I eventually added a black background and moved things around a bit.
I,m still using Easycarbo, but i have started using profito instead of plant nutrition liquid, but only been using it for a few weeks, so too early to say if it,s any better.
Will leave the tank alone now for a bit, and other than a little algae outbreak, it has all went quite well
Anybody any thoughts on the tiger lotus, as i planned to add it to the rear right hand side of the tank.
Cheers Billy,,


----------



## Nick16 (8 Aug 2009)

what is the specs of the new tank? inc liters?

looks really nice, its rare to see amazon swords used well but you seem to have cracked it.

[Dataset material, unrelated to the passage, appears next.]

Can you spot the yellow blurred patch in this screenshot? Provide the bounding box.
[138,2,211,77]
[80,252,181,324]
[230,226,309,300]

how many discus have you got?

with regard to the tiger lotus, it will provide more sheltered spots for the fish but as a result it will block out some light for the swords.


----------



## Fred Dulley (8 Aug 2009)

I love it!


----------



## billko (8 Aug 2009)

Hi Nick,
Thanks for your comments,
The tank is 260 ltrs and has the standard t5 lighting.
I have eco complete at both ends with tetra complete under the sandy bit in the middle.
The tank is filtered with the fluval 305 external and 2 eheim ecco 200 pro externals.
I dose easycarbo and profito daily and the tank is also well stocked with fish,
6 Discus, cardinals, rummynose, harliquins,oto,s,a pair of bristlenose, assorted cory,s, a male betta and some cherry shrimps.
Nothing hi-tech about the tank or plants that are too demanding, but i wanted a nice enviroment for the Discus and didn,t want to go down the bare bottom tank route, and although a bit more work, it,s worth it.
As for the Tiger Lotus, i,m still unsure on that one but will wait and see.
Billy,,


----------



## billko (8 Aug 2009)

Thanks very much Fred,
Billy,,


----------



## aaronnorth (8 Aug 2009)

Thats grown in lovely


----------



## billko (8 Aug 2009)

aaronnorth said:
			
		

> Thats grown in lovely


Thanks aaron,
I,m happy with the way it has turned out,
Billy,,


----------